Choice of biopsy method for peripheral lung lesions is usually between CT-guided fine-needle aspiration biopsy (CT FNA) and bronchoscopy. Endobronchial ultrasound guide-sheath biopsy (EBUS GS) is a new method to improve the yield of bronchoscopy. Guidance on which lesions would be appropriate for either method is needed. The aim of the study was to compare the diagnostic yields and pneumothorax rate of EBUS GS and CT FNA in terms of the location of the lesion needing biopsy, in particular, whether the lesion is touching the pleura.

METHODS:

Prospective series of EBUS GS were compared to retrospective review of CT FNA carried out simultaneously in a large teaching hospital.

RESULTS:

For EBUS GS 140 cases were carried out with mean lesion size 29 mm.
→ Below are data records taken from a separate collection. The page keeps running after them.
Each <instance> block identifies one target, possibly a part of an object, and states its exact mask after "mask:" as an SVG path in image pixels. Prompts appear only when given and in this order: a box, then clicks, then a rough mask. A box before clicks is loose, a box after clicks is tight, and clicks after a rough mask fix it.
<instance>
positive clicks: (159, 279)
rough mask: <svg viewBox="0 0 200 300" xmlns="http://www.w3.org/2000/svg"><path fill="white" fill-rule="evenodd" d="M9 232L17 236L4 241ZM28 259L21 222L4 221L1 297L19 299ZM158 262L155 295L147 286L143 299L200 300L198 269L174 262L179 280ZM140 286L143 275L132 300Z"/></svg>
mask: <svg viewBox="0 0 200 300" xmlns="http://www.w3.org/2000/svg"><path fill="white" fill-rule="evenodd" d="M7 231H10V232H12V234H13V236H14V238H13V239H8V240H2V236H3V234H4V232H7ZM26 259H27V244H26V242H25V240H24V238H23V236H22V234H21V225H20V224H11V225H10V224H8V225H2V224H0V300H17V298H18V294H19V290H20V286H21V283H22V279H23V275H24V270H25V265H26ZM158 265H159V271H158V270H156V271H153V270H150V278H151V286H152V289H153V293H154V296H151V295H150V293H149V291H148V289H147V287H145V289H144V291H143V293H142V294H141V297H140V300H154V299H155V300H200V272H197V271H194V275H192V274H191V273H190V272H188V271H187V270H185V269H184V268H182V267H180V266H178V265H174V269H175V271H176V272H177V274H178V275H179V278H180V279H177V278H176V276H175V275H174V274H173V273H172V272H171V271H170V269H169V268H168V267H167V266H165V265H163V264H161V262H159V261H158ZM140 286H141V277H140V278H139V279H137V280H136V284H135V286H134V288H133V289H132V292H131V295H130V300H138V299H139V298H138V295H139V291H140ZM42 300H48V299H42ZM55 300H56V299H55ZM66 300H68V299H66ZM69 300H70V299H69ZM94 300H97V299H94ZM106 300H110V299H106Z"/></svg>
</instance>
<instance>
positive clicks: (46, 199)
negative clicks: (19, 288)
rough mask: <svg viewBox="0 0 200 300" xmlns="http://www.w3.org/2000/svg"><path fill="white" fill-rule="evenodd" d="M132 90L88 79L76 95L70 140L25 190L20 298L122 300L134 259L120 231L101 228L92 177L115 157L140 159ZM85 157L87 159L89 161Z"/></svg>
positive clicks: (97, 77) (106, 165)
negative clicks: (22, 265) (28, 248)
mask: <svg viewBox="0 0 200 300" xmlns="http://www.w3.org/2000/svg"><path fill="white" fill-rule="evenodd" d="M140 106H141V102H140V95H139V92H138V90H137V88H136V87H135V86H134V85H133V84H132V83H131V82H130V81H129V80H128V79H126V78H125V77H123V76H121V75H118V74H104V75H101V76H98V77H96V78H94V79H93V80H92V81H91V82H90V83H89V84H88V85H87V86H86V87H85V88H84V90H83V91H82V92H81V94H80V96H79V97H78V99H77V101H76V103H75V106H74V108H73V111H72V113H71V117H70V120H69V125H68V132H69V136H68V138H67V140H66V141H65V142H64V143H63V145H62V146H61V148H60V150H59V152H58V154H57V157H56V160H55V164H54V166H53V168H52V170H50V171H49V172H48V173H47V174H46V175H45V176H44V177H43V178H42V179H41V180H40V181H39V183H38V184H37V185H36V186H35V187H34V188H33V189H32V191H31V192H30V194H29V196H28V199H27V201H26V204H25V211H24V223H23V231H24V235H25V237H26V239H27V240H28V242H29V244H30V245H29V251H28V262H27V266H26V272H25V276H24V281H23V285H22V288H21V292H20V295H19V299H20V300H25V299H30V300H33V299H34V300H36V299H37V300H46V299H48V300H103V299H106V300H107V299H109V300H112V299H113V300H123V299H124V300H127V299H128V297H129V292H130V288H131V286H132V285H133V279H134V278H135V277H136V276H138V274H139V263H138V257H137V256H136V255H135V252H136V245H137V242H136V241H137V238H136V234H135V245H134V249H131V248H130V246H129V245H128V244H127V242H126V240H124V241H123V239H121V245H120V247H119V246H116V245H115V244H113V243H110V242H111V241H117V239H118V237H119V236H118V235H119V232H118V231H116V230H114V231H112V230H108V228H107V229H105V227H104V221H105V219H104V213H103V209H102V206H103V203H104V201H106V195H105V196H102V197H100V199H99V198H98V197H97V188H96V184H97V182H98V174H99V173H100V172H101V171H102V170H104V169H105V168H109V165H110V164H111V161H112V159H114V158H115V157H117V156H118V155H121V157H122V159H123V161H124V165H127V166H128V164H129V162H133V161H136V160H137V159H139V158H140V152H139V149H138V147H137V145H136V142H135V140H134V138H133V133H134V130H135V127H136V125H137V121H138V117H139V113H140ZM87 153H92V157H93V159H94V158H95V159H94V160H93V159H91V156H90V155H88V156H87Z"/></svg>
Overall diagnostic sensitivity was 66%. For lesions not touching visceral pleura it was 74% compared with 35% where it was on the pleura (P < 0.01). For CT FNA 121 cases were carried out with mean lesion size 37 mm. The overall diagnostic sensitivity was 64%. Rate of pneumothorax and ICC placement in EBUS GS was 1 and 0% and in CTFNA was 28 and 6%, with P < 0.001 for both.

CONCLUSION:

Lesion location, in particular, connection to the visceral pleura, can improve decision-making in referral for either CT FNA or EBUS GS to maximize diagnostic yield and minimize pneumothorax rate.